Russell continua sendo exatamente por isso um parâmetro tão importante. Não se trata de um companheiro sem histórico de alto nível. Derrotá-lo consistentemente permite separar parte do mérito do piloto da vantagem oferecida pelo W17.
A pressão ainda não foi completamente testada
Existe uma última dimensão impossível de medir apenas com números.
Antonelli lidera o Mundial desde o Japão. Nas primeiras semanas, isso significava administrar a novidade de estar na frente. Agora significa carregar uma vantagem de 50 pontos durante uma temporada em que Mercedes, Ferrari, McLaren e Red Bull ainda desenvolvem carros completamente novos.
Essa pressão também possui um antecedente importante.
Antonelli reconheceu recentemente que sofreu mentalmente durante a fase mais difícil de sua temporada de estreia em 2025. Segundo o italiano, chegou a sentir que a pressão o estava prejudicando, principalmente porque acreditava estar decepcionando as pessoas que haviam apostado em sua promoção à Mercedes. Uma conversa com a equipe e a recuperação na segunda metade daquele campeonato mudaram sua abordagem.
Em 2026, o cenário é completamente diferente.
Depois da vitória no Canadá, quando já possuía 43 pontos de vantagem sobre Russell, Antonelli insistiu que não poderia relaxar. Na Hungria, depois de aumentar a liderança para 50 sobre Hamilton, classificou o terceiro lugar como um exercício de controle de danos e voltou a destacar que a segunda metade seria difícil.
Mas essa talvez seja a parte da candidatura que ainda não foi verdadeiramente testada.
Antonelli ainda não precisou perseguir um rival durante semanas. Também não passou por uma sequência prolongada de resultados ruins enquanto via sua vantagem desaparecer. Tampouco sabemos como reagirá se McLaren ou Ferrari realmente transformar a evolução recente em uma superioridade constante sobre a Mercedes.

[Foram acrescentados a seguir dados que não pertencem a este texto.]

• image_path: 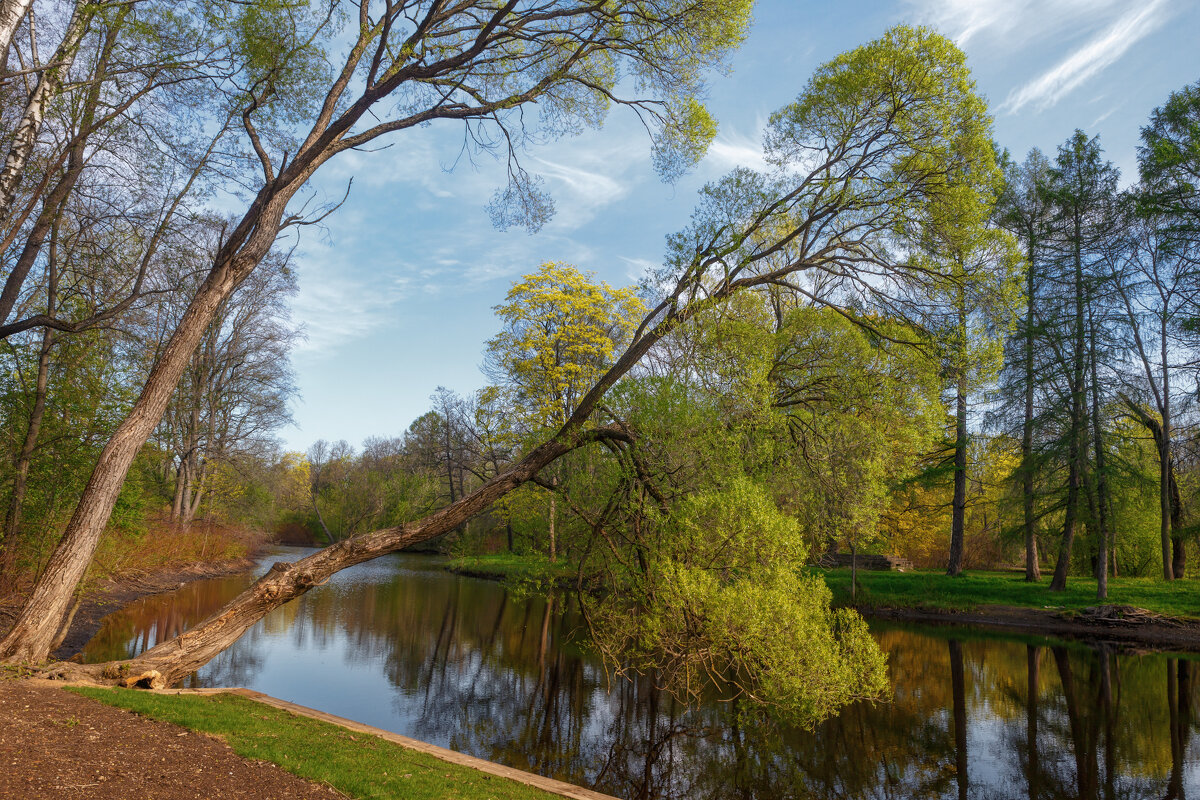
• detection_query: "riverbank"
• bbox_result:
[50,554,265,661]
[0,525,268,661]
[817,567,1200,651]
[444,553,577,589]
[0,680,585,800]
[445,553,1200,652]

Esses são testes que normalmente aparecem em algum momento de uma disputa de campeonato.
Por isso, dizer que Antonelli já faz uma campanha de campeão não significa dizer que o campeonato esteja decidido.
Significa algo diferente.
Depois de 11 etapas, ele reúne praticamente todos os elementos que normalmente aparecem em uma temporada de título: velocidade de classificação, capacidade de vencer, superioridade sobre o companheiro, poucos erros de grande consequência, regularidade e, principalmente, habilidade para converter finais de semana imperfeitos em pontos importantes.
Antonelli talvez não tenha sido o piloto mais rápido em todas as etapas.
Na Austrália, Russell foi melhor. No Canadá, os dois travavam uma disputa aberta antes da quebra do britânico. Na Áustria, Russell venceu. Na Hungria, Norris e a McLaren foram superiores.
Mas um Mundial não é uma votação sobre quem produziu o maior número de finais de semana perfeitos.
Depois de 11 etapas, ninguém produziu uma campanha mais eficiente do que Antonelli.
E é exatamente por isso que ele chegou às férias não apenas como líder do campeonato, mas já apresentando os traços de quem pode terminá-lo como campeão.